What one means by this is quite simple: if proton therapy was cheaper, it would completely replace conventional radiotherapy.

Protons destroy cancer with the same level of effectiveness as conventional radiotherapy – FACT.

Protons have a 10% higher efficiency at killing cancer than conventional x-rays/photons – FACT.

In addition, protons are more accurate, protons deposit the majority of their dose in the tumour – this is indisputable and is a scientific FACT.

So please, lets stop pretending that protons should only be used for 1% of cancers. When proton therapy is cheaper, it will completely replace conventional radiotherapy.

This is all about the cost. Nothing more.

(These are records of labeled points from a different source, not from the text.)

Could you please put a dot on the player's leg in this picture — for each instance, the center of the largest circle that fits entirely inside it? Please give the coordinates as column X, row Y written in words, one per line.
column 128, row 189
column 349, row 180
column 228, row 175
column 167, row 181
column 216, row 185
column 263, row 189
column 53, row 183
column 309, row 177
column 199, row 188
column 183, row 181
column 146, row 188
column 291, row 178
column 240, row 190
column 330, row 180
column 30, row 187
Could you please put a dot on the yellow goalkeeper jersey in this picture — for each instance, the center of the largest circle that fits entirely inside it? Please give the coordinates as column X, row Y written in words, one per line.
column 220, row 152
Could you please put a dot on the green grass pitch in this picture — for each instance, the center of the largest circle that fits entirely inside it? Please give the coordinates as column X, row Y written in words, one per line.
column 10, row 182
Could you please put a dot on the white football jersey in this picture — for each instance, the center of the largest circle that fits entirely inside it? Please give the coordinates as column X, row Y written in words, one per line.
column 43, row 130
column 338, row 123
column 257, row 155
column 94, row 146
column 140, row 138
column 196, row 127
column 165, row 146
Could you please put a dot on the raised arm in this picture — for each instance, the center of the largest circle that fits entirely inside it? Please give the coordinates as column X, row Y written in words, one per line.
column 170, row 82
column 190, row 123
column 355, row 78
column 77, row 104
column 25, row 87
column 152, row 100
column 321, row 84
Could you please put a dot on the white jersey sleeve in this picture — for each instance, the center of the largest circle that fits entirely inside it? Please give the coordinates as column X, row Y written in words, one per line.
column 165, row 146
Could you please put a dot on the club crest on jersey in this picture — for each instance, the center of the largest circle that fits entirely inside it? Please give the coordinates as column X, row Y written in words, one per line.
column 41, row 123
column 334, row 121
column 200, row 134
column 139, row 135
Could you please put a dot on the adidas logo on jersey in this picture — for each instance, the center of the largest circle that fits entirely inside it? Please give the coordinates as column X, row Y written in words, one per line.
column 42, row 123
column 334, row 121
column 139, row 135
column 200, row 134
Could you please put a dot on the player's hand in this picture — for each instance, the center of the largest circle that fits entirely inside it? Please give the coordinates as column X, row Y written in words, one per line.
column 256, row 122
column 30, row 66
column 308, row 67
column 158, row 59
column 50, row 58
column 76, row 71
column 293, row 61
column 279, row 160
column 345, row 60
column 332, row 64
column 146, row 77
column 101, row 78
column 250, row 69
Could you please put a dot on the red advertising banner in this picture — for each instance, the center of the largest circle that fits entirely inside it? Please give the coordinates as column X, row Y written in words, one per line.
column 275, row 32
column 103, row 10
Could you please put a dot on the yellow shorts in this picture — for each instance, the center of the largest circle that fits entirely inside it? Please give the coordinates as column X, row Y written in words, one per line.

Hazel Scannell September 19, 2013

I believe that all cancer treatments should be available to both NHS sector and private sector, maybe they could ‘part fund’ the NHS application for treatments to be widely available across the UK, using satellite centres so that people will have a shorter journey time to receive the Proton therapy. I have sat in on discussion forums at Welwyn Garden City regarding cancer satellite centres a few years ago when I represented my village – one main outcome of the meeting; ‘patient’s journey time must be kept to a minimum’. If the private hospitals that have started to use this treatment possibly work together in finding ways of assisting the NHS with funding, even better – if external sponsorship was found this would be wonderful for all cancer patients and their families. This new treatment sounds exciting, I hope that the Government will help with part funding as the UK have so many fantastic research centres of excellence and always need money to keep doing their own research too which is so important for everyone worldwide. Cancer Research UK is doing a brilliant job in raising awareness, the supporters are just amazing, nineteen months of working in a Cancer Research UK shop has taught me so much about the courage of so many families, an experience I will value for the rest of my life.

Arthur Kay September 18, 2013

I found this article very helpful in providing a balanced view of the potential benefits of proton therapy. It might be worth adding that although proton radiation dose distributions have the advantage of the Bragg peak in the forward direction, there remains unwanted lower level radiation in the lateral directions as well as unwanted radiation up to the Bragg peak in the forward direction. Also very few tumours can be treated solely from one direction. Proton therapy machines are extremely expensive both to purchase and to maintain. It might be argued that this money would be better spent on advanced conventional radiotherapy equipment where many more patients could be treated thereby saving many more lives. The small number of patients that might benefit from proton therapy could still be treated overseas as at present. After all if a patient happens to live in Aberdeen or Penzance, they are unlikely to gain much from travelling to London or Manchester compared with travelling to Florida.